Build vs. Buy: Choosing What to Build and What to Use
Every system you design will reach a moment where you must answer a deceptively simple question: Should we build this ourselves, or use something that already exists?
This is not just a technical question. It is a question about where your team's limited engineering time creates the most value. Getting it wrong in either direction is costly: building something you could have bought wastes months of engineering effort on commodity infrastructure. Buying something you should have built creates vendor dependency on the very capability that makes your product unique.
The goal of this tutorial is to give you a mental model and a practical framework for making this decision well — and to apply it to the AI systems you are likely building today.
The Central Question: Differentiator or Commodity?#
Before any cost analysis or feature comparison, ask a single diagnostic question:
"Is this capability a core business differentiator, or a supporting utility?"
A differentiator is something that directly makes your product better than the alternatives for your specific users. A commodity is a well-understood problem with many good existing solutions — something that must exist in your system, but where your specific implementation provides no competitive advantage.
The practical default: buy for commodity functions, build for differentiators, and look for a hybrid option when a managed service covers 80% of your need at a fraction of the cost.

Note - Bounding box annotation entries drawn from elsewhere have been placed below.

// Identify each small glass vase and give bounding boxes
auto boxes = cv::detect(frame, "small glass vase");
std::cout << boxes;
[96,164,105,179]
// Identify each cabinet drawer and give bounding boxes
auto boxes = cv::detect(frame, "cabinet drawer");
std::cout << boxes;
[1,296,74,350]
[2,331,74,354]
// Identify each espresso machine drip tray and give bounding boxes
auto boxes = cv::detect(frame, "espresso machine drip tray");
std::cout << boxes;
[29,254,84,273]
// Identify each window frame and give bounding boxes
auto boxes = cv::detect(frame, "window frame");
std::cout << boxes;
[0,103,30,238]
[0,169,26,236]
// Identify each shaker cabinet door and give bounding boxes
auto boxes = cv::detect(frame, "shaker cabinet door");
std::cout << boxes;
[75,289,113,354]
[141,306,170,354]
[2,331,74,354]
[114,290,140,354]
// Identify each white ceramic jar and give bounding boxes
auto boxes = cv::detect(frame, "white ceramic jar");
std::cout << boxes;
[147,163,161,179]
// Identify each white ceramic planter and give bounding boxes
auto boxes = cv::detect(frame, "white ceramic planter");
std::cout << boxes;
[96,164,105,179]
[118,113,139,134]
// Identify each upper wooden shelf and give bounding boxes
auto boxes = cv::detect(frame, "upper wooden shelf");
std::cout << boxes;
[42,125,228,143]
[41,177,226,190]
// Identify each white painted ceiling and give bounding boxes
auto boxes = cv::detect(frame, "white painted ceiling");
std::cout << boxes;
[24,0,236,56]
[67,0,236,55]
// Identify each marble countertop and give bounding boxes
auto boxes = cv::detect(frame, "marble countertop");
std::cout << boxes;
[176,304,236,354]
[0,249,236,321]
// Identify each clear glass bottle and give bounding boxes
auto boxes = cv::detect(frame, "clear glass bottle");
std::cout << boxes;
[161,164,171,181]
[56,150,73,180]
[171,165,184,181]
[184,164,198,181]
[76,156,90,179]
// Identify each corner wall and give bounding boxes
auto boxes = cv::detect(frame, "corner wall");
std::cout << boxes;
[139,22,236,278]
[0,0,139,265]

Most modern systems are not purely "built" or "bought" — they are assembled from managed services, open-source libraries, and a thin layer of custom logic that makes them specific to their use case.
Some clear examples to calibrate your intuition:
| Function | Usually Commodity? | Usually Build or Buy? |
|---|---|---|
| User authentication | Yes — security is complex, standards exist | Buy (Auth0, Clerk, NextAuth + GitHub OAuth) |
| Email delivery | Yes — deliverability is infrastructure work | Buy (SendGrid, Resend, AWS SES) |
| Payment processing | Yes — compliance complexity is extreme | Buy (Stripe, Braintree) |
| Product recommendation algorithm | Depends — if ML ranking is your differentiator, build | Build or hybrid (custom model on managed infra) |
| Core AI reasoning/domain logic | No — this is likely your product's core value | Build (fine-tune or engineer the prompt chain) |
| Vector search infrastructure | Mostly yes — but scale and cost affect the answer | Start with managed (Pinecone, Qdrant Cloud); self-host at scale |
| LLM API calls | Usually yes — hosting LLMs is specialized infrastructure | Buy until cost makes self-hosting justified (see below) |
| Fraud detection model | No — your data distribution is unique to your business | Build on managed ML infrastructure |
What "Buy" Actually Costs: Total Cost of Ownership#
The most common mistake developers make when evaluating a managed service is comparing only the subscription price against zero — treating "build it ourselves" as free. The real comparison is Total Cost of Ownership (TCO) over a meaningful time horizon, typically three to five years.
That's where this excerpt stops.